Juhu! Rekord!

Oder so ähnlich…

Ich bin in aller Regel und abgesehen von den ersten fünf Minuten des jeweiligen Tages ein recht fröhlicher Mensch. Das in Kombination mit meiner Gelassenheit führt dann dazu, dass ich mich bei der Arbeit nicht so schnell echauffiere.

Klar, hier mal ein paar Idioten im Auto, da mal wenig Umsatz… bisher hat immer ein Blogeintrag gereicht, um wieder runterzukommen. Am vergangenen Montag hat sich das zwar nicht geändert, aber die Tendenz ging doch recht stark in Richtung Galgenhumor.

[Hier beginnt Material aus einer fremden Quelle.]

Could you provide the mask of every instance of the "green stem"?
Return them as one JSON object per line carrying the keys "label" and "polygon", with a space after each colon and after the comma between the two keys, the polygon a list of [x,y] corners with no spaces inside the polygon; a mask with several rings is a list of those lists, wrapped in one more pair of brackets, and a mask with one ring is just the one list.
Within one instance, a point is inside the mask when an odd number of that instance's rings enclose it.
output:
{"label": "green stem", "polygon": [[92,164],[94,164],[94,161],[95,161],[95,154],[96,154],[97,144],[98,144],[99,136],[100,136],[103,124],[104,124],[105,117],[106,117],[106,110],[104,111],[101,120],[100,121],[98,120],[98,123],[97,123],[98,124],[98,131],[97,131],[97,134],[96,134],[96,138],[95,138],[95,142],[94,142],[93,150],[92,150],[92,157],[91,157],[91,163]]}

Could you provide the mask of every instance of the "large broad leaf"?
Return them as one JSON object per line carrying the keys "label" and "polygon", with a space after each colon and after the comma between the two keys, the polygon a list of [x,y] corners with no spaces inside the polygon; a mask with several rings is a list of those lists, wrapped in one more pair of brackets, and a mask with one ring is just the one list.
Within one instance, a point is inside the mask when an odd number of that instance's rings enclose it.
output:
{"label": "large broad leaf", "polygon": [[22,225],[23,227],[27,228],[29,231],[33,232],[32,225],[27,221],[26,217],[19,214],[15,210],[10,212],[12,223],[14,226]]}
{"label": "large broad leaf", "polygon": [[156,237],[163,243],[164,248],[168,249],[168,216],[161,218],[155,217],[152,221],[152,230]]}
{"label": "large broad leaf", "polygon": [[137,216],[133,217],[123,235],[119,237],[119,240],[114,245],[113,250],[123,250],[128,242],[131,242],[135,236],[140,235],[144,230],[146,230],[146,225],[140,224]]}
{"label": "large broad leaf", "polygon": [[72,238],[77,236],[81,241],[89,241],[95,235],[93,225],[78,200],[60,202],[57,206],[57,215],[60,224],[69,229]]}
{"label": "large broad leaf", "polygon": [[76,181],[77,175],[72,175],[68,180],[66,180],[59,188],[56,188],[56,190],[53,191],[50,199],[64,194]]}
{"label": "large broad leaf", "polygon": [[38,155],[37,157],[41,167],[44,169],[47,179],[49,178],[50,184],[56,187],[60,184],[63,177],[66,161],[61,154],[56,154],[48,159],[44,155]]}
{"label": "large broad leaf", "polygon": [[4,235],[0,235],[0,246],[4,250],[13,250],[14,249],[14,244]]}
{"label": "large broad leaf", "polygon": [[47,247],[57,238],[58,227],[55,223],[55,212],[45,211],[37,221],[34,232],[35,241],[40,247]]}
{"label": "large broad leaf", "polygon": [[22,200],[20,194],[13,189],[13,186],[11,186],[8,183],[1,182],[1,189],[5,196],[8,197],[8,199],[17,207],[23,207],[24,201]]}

Mit viel Anlauf, das heißt mit ziemlich schlechten Zeitpunkten zum Anstellen an der Halte und ungünstigen Fahrtwegen, habe ich den schlechtesten Stundenumsatz ever eingefahren. Nach fast genau 5 Stunden im – oder besser ums – Auto hab ich entnervt die Flucht ergriffen und versucht zu akzeptieren, dass ich bis dato nur 2 Touren gefahren habe.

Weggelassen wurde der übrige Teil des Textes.